Chairman of the Northern Provincial Council
- Incumbent
- Assumed office 25 October 2013

Member of the Northern Provincial Council for Jaffna District
- Incumbent
- Assumed office 11 October 2013

Personal details
- Party: Illankai Tamil Arasu Kachchi
- Other political affiliations: Tamil National Alliance
- Profession: Civil servant
- Ethnicity: Sri Lankan Tamil

= C. V. K. Sivagnanam =

Sri Lankan politician

C. Velupillai Kandaiah Sivagnanam (சி. வேலுப்பிள்ளை கந்தையா சிவஞானம் ; සී.වී.කේ. සිවඥානම්) is a Sri Lankan Tamil civil servant, politician and provincial councillor.

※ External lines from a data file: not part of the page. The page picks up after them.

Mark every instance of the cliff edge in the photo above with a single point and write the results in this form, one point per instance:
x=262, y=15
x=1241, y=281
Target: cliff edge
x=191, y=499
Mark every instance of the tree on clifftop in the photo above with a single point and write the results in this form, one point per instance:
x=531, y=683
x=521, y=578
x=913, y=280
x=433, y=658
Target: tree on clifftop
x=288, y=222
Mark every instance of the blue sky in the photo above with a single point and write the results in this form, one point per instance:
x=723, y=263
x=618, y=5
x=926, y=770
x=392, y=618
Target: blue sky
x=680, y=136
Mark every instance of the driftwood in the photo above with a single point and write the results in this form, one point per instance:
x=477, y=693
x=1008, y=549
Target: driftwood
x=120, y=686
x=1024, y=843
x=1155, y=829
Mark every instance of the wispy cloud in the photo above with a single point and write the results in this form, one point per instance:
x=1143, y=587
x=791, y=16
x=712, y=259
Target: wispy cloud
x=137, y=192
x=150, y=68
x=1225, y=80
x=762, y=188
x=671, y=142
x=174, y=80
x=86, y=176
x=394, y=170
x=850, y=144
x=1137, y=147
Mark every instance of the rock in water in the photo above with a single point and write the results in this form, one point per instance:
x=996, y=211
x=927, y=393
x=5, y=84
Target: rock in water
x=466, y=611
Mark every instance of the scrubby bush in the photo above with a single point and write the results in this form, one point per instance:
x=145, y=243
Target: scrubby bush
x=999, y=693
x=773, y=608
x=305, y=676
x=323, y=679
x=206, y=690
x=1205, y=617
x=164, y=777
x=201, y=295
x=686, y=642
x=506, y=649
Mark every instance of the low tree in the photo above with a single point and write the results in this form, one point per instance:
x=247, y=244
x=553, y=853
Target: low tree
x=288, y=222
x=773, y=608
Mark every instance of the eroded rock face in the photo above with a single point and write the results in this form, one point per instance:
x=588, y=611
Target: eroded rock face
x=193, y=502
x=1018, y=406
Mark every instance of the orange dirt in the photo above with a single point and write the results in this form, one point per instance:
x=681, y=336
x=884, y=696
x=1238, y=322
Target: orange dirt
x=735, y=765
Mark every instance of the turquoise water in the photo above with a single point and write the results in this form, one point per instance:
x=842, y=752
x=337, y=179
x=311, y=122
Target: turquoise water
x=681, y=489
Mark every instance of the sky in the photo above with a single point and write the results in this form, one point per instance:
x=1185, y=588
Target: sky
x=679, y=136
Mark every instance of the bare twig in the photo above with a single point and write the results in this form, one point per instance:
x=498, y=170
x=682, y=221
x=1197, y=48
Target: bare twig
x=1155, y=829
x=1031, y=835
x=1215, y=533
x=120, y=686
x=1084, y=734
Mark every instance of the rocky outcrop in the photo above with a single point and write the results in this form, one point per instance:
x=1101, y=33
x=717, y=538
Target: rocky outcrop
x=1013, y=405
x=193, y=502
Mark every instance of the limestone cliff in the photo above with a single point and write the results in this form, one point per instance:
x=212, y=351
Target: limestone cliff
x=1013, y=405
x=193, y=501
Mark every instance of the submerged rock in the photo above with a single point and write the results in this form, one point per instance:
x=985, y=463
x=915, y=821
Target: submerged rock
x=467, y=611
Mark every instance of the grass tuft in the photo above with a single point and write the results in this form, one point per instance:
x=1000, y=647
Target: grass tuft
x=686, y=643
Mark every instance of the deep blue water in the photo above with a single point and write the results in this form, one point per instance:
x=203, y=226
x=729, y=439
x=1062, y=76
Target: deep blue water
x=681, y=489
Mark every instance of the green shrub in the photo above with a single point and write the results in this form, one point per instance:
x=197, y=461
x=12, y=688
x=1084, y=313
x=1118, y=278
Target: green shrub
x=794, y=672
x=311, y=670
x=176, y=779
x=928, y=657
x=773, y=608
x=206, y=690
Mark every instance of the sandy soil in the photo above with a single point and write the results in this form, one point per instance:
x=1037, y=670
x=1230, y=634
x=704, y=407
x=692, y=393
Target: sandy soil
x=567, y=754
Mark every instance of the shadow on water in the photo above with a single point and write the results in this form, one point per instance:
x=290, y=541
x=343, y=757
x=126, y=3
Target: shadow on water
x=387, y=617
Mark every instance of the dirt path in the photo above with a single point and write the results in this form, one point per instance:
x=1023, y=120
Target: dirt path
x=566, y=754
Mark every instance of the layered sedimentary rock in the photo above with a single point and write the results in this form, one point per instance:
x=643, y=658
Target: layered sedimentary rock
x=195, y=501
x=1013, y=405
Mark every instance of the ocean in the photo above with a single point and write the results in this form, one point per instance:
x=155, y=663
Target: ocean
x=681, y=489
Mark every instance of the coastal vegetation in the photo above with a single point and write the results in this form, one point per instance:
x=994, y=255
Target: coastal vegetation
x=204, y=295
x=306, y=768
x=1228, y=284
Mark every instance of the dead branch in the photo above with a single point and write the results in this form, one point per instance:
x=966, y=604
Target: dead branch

Sivagnanam was commissioner of Jaffna Municipal Council. After retirement, he contested the 2004 and 2010 parliamentary elections as one of the Tamil National Alliance's candidates in Jaffna District but on each occasion failed to get elected.

Sivagnanam contested the 2013 provincial council election as one of the Tamil National Alliance's candidates in Jaffna District and was elected to the Northern Provincial Council. He took his oath as provincial councillor in front of Chief Minister C. V. Vigneswaran at Veerasingam Hall on 11 October 2013. He was elected unopposed as Chairman of the Northern Provincial Council at its inaugural meeting on 25 October 2013.